I remember when I embarked on a "career" in English teaching in Southeast Asia. My resume contained very little. I had a degree, a newly acquired TEFL, and a few hours interning at my TEFL training school. That was the extent of my teaching experience. But I was determined to go to Hanoi and teach and I did. I just wandered into schools and eventually got a job at $13 teaching bilingual Korean kids. On that note, here's some tips on interviews, cover letters and resumes.
1. Go where the work is plentiful.
2. Walking in and talking to someone face-to-face is better than phone, email, etc. Learn to be instantly likable, establish rapport quickly.

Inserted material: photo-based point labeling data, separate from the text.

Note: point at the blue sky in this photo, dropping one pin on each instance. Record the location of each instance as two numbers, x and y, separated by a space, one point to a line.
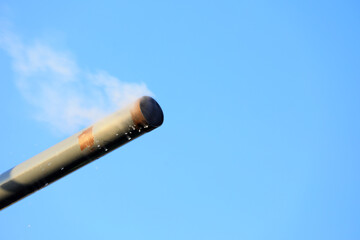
261 134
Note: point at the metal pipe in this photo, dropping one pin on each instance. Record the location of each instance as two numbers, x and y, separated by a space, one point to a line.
82 148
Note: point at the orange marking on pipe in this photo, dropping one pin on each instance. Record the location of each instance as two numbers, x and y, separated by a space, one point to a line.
86 139
136 114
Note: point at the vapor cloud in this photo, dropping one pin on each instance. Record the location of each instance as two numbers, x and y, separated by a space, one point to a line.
63 95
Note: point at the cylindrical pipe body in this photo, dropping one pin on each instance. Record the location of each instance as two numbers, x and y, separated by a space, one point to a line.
74 152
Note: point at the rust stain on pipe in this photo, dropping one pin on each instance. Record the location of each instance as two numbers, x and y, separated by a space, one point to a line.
86 139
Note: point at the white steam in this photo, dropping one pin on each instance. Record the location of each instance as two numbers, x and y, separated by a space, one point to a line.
63 95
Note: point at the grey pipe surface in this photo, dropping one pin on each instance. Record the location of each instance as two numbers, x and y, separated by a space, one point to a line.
74 152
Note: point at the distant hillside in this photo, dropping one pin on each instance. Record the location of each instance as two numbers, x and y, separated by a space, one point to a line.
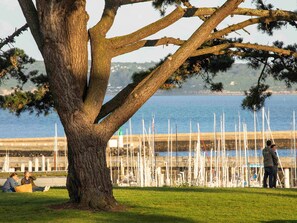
239 78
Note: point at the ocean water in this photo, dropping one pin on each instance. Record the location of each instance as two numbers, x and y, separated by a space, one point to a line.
180 110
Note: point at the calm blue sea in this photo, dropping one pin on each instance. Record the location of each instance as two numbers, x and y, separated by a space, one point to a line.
180 110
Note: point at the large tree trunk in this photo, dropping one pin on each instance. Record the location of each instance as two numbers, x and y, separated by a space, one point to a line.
88 180
63 26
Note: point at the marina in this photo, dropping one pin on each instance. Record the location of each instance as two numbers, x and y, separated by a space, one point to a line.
217 159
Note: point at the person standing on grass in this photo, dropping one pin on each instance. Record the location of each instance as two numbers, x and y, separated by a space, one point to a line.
11 183
269 158
275 164
28 179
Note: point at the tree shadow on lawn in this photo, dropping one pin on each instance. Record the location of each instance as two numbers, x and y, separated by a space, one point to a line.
280 221
247 190
23 207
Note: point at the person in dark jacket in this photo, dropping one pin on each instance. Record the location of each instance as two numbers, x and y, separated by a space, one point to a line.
11 183
269 158
28 179
275 164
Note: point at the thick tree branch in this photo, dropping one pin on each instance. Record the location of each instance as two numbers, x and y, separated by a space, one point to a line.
214 35
127 2
31 16
218 48
153 82
107 19
115 102
149 29
191 12
147 43
101 60
10 39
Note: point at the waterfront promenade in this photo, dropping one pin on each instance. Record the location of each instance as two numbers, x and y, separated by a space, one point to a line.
284 139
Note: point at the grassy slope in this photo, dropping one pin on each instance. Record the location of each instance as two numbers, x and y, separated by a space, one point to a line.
161 205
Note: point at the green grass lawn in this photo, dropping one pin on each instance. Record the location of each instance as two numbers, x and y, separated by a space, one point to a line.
160 205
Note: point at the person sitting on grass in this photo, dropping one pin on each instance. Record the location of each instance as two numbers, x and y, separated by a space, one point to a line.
28 179
11 183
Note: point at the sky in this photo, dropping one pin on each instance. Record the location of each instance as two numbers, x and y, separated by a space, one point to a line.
133 17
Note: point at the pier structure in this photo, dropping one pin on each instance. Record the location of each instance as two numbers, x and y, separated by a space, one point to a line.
136 160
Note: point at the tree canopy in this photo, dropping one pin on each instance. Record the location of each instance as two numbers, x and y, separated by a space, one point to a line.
60 31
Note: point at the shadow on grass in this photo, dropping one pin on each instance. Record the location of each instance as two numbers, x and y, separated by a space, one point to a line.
280 221
28 207
248 190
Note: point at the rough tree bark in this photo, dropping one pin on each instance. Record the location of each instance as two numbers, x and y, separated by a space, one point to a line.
60 31
65 37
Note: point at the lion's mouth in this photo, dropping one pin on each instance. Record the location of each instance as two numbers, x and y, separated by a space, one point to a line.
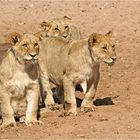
31 61
110 63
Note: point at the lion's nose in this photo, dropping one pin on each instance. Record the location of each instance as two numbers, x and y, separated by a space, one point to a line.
65 36
33 54
114 58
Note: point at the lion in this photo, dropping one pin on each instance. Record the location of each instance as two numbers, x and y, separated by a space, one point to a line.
61 27
77 62
64 28
19 80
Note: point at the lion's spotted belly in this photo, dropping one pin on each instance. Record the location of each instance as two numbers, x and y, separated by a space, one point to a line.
17 84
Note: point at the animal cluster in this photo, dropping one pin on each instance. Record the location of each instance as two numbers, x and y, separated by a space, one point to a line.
56 54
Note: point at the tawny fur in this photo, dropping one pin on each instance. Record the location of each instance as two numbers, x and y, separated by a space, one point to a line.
76 62
61 27
19 86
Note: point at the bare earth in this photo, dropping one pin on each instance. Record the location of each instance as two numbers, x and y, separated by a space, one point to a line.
117 102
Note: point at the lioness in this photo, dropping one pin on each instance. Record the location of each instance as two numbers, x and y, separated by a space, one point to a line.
77 62
19 86
61 27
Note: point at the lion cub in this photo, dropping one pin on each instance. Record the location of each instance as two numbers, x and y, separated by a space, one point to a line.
19 86
77 62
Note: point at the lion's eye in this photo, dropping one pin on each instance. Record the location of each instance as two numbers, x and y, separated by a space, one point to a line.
36 44
25 45
66 27
56 29
113 46
105 47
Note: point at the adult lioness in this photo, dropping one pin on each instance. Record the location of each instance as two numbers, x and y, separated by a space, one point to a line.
19 87
77 62
61 27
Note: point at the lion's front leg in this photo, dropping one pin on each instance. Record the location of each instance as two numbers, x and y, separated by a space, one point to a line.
6 109
32 104
87 103
69 97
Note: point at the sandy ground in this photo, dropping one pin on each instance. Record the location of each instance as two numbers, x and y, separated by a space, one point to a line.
119 86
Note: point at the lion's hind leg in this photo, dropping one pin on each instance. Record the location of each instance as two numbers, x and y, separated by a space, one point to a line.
7 111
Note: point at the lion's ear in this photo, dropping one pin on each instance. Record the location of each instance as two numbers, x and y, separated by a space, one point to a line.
67 19
14 37
45 25
40 35
93 38
109 34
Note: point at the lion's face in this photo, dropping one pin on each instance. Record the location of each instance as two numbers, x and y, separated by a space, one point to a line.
58 28
26 47
103 48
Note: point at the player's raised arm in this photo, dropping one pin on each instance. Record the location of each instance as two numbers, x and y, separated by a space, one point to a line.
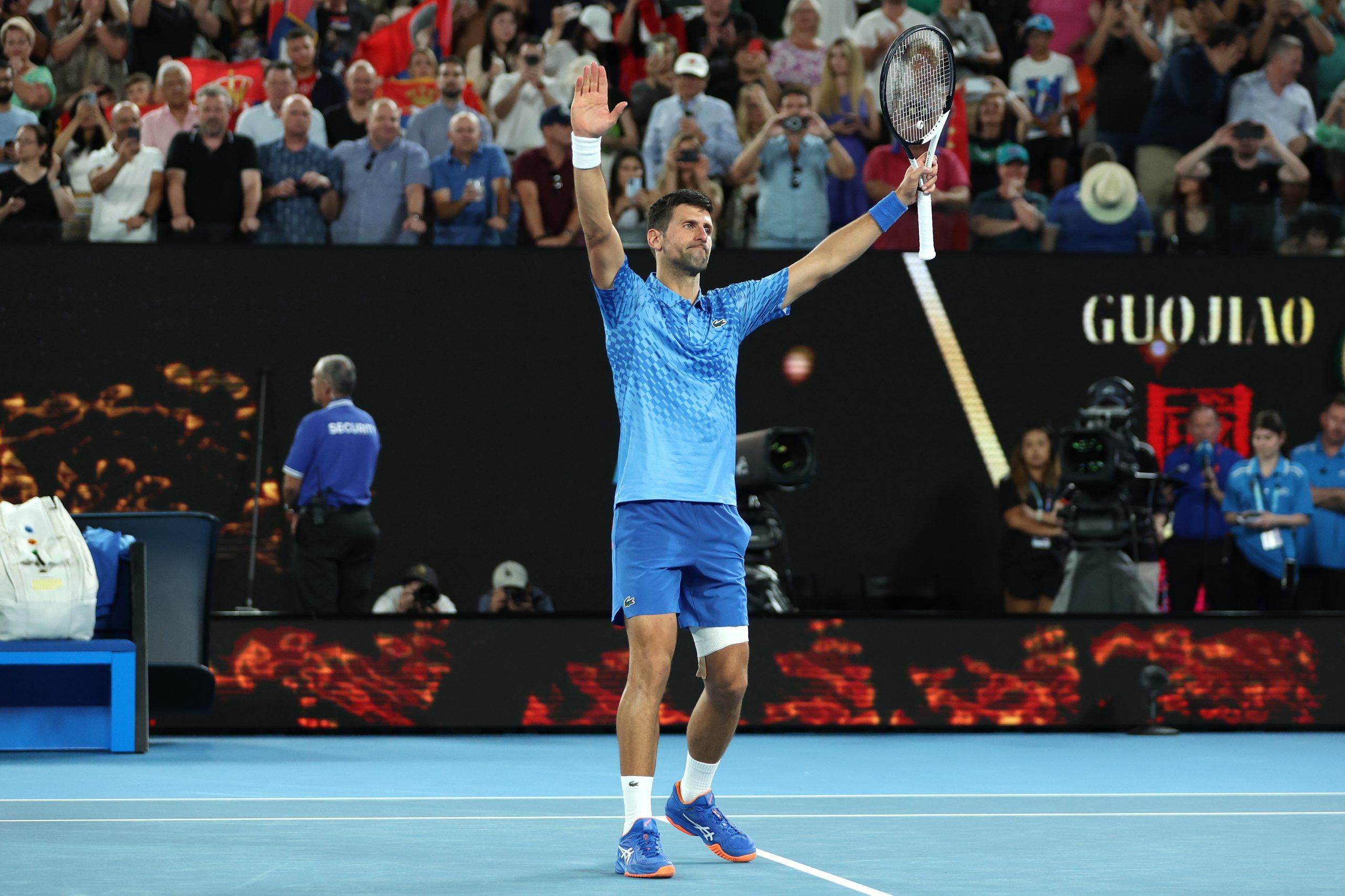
591 119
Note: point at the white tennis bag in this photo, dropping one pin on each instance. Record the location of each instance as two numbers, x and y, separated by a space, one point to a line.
49 588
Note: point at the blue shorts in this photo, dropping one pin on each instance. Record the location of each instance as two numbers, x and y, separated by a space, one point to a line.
680 557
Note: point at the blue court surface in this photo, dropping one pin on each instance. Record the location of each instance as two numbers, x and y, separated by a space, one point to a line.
988 815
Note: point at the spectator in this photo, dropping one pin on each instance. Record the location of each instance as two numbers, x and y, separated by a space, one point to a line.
301 181
1188 106
127 179
875 33
1012 217
1289 19
520 97
1032 559
163 30
630 198
1197 552
1189 226
1246 186
1269 498
263 124
690 111
34 88
1122 56
239 32
76 144
801 57
214 183
1047 82
973 39
35 194
419 593
11 118
544 181
384 181
87 47
429 126
322 88
852 112
883 173
1274 99
349 120
495 56
513 592
1322 544
794 155
471 189
1101 213
177 115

3. As much as the in-person interview is best, learn to be a persuasive writer and learn to tell and write stories.
4. Make your cover letter stand out by addressing directly the person reading it. The cover letter is less about you and more about what the employer needs - you need to convey how much the employer needs you.

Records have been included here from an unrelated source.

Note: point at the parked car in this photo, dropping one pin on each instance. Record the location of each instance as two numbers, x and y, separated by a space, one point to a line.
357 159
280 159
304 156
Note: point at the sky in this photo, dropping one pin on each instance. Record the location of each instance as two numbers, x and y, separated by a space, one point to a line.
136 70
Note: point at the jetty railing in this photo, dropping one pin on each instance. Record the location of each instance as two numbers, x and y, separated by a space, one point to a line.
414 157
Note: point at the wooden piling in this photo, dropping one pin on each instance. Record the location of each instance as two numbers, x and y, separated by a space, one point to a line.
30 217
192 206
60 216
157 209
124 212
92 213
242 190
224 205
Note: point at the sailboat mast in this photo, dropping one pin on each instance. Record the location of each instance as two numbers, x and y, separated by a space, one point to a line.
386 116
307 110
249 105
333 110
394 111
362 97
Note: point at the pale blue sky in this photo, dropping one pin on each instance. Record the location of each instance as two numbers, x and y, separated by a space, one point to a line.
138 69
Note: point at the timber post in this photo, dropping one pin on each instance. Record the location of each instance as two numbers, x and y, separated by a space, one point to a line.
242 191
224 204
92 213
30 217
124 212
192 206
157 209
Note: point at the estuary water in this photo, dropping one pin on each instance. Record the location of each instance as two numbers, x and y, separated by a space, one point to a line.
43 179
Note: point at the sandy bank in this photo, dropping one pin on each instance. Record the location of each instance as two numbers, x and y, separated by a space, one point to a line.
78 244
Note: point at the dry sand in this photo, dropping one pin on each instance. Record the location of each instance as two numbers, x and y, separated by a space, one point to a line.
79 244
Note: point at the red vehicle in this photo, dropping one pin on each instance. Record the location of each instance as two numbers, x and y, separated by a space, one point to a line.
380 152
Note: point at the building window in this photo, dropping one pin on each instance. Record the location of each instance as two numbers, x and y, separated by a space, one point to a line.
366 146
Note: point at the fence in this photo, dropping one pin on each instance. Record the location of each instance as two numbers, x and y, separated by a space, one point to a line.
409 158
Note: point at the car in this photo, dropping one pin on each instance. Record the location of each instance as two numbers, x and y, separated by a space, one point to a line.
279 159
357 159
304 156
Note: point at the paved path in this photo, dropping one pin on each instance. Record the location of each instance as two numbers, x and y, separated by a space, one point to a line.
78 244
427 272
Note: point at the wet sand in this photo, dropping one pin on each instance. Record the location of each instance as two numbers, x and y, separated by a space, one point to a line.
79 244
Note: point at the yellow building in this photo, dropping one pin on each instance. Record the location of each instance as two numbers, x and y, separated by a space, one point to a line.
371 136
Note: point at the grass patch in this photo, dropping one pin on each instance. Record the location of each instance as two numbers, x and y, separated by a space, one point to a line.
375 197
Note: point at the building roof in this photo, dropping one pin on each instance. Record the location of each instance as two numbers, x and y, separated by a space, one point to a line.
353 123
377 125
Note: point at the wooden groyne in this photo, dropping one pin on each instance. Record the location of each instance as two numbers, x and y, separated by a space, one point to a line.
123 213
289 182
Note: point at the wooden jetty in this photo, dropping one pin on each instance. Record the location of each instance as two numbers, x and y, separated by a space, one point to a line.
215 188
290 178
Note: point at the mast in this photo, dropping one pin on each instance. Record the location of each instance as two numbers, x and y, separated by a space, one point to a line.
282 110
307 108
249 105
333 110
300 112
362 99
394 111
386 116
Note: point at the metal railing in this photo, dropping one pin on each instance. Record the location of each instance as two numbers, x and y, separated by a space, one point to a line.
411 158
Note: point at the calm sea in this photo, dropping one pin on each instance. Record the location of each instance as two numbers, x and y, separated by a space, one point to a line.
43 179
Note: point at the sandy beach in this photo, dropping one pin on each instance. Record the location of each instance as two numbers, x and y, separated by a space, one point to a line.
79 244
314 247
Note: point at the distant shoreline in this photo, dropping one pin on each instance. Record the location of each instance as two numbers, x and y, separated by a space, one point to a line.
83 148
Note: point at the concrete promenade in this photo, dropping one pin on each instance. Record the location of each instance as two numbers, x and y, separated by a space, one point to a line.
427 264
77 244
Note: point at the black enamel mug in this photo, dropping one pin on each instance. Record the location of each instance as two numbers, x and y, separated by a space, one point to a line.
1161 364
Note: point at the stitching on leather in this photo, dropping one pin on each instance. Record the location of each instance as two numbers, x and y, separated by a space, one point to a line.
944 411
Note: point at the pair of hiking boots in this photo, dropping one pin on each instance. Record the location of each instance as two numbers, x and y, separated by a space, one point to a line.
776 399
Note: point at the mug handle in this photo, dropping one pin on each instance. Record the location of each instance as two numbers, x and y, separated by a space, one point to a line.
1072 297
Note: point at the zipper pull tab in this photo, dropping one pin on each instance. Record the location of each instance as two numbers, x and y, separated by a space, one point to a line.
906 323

5. In an interview, ask good, relevant questions not "How long is vacation?"
6. It's critical to get the employer responding to your calls or emails in the beginning. Asking questions they cannot ignore is a good trick. This requires research. If a place is worth working at it will only be determined through research.

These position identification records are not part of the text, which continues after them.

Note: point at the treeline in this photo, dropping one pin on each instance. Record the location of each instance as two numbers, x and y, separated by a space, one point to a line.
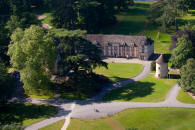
166 12
90 15
33 51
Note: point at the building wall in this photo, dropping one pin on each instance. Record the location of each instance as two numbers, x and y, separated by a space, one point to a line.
161 70
128 51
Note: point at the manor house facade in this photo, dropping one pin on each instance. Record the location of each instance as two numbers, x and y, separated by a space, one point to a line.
124 46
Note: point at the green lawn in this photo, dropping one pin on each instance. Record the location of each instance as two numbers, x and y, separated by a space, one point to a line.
120 71
141 119
25 114
184 97
149 89
56 126
51 96
131 21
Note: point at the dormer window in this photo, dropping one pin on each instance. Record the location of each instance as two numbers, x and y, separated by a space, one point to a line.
97 43
124 44
142 43
107 44
132 44
142 48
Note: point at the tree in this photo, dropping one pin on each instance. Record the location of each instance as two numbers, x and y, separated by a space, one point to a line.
188 31
4 10
14 23
182 53
4 41
90 15
187 73
166 12
6 84
32 52
65 16
78 57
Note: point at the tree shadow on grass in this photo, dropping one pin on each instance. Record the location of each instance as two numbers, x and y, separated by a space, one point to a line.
129 92
17 113
117 79
174 76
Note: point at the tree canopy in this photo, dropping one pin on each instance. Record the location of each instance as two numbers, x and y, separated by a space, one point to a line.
32 52
6 84
166 12
182 53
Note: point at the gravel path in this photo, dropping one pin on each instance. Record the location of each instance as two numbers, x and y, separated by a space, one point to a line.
109 87
93 108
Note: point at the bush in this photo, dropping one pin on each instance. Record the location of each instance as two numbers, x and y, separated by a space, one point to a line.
153 66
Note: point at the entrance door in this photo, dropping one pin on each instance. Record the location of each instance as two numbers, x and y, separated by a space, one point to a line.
115 51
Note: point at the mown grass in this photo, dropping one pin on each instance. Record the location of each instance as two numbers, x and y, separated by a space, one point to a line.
25 114
131 21
55 126
149 89
141 119
42 96
184 97
120 71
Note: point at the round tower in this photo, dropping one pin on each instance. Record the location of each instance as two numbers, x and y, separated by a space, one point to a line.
161 67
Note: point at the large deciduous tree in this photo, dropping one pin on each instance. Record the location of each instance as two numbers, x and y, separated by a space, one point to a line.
182 53
78 57
6 84
90 15
187 72
32 52
65 15
166 12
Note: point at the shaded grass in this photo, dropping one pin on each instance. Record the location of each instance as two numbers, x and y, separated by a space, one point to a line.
184 97
25 114
149 89
42 96
131 21
55 126
141 119
120 71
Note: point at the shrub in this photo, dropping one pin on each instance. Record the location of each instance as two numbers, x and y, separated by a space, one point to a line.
153 66
11 127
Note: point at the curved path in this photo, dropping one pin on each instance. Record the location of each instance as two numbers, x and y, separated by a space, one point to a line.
92 108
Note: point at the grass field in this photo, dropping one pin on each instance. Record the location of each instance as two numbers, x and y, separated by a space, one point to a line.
141 119
120 71
131 21
149 89
25 114
55 126
185 98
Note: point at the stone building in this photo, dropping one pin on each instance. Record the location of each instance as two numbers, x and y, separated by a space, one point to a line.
125 46
161 67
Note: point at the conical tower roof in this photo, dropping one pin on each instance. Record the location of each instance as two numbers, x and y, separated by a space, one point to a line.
161 59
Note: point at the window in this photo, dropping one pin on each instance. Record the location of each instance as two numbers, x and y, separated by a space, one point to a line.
142 49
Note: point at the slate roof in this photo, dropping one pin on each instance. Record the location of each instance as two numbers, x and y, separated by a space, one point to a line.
161 59
128 39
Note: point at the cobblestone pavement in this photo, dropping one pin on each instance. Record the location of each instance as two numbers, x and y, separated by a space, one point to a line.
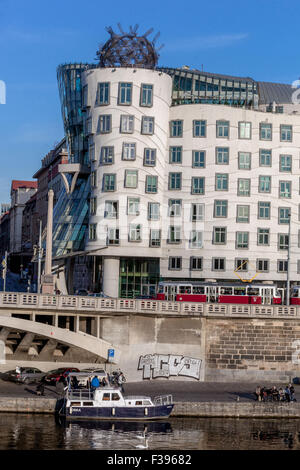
184 391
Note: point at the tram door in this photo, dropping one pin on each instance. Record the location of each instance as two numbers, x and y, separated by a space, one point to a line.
170 293
211 294
266 295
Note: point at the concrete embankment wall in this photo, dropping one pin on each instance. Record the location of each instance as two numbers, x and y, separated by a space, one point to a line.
181 409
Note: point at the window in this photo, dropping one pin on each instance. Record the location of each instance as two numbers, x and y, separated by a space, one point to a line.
199 128
92 153
113 236
93 205
218 264
220 208
263 236
196 239
133 206
197 212
264 210
106 155
126 123
282 266
174 181
109 182
198 185
154 237
147 125
264 184
151 184
286 133
244 160
175 155
219 235
283 215
104 124
265 131
135 232
244 130
196 263
242 240
243 187
283 241
242 213
153 210
174 235
262 265
222 155
241 264
125 93
93 231
222 129
285 162
265 157
174 208
285 189
131 179
198 159
175 262
128 151
111 209
221 181
93 179
149 157
176 128
146 98
103 93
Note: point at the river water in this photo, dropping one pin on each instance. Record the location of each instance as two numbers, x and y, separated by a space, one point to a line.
44 432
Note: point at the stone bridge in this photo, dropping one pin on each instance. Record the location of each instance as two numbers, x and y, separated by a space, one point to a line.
150 338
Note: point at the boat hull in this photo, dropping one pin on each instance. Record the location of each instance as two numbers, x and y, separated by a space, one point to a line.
119 412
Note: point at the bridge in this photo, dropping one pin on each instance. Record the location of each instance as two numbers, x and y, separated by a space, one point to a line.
73 329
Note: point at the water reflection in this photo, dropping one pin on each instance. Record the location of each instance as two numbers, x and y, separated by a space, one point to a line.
28 432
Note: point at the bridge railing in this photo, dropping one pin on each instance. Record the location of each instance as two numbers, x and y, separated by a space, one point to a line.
95 305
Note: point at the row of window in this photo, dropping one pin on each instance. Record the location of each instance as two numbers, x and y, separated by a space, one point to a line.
107 157
223 130
109 183
124 94
111 210
126 124
219 237
219 264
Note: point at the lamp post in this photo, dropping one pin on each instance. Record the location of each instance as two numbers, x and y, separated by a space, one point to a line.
288 263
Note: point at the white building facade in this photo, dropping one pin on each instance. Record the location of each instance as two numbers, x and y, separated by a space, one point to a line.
199 190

7. Dress the part of the perfect employee! It's amazing what a costume, uniform, business suit does to the persona.
8. There are certain instances where your resume may contain gaps in employment or jobs you'd rather not mention. Learn how to redescribe or reframe these events. You'll see that this skill is one of the most valuable one you can ever learn.
9. In the vein of #8, there may be events at your last job that you'd rather not mention in an interview - you need to learn to reframe or redescribe these events. It's important to show self-awareness, self-respect, empowerment without resorting to blaming and negativity.
10. Things that add value to an organization: charisma, enthusiasm, team players, positive minds, insightful minds, resourceful minds, analytical minds, and soul. It's a cliche but heart, mind and soul are what every organization needs.
11. Heart. I think of "heart" in terms of compassion, determination, and guts.
12. Mind. "Mind" would be all the analytical skills, goal setting, principles, logic, and values.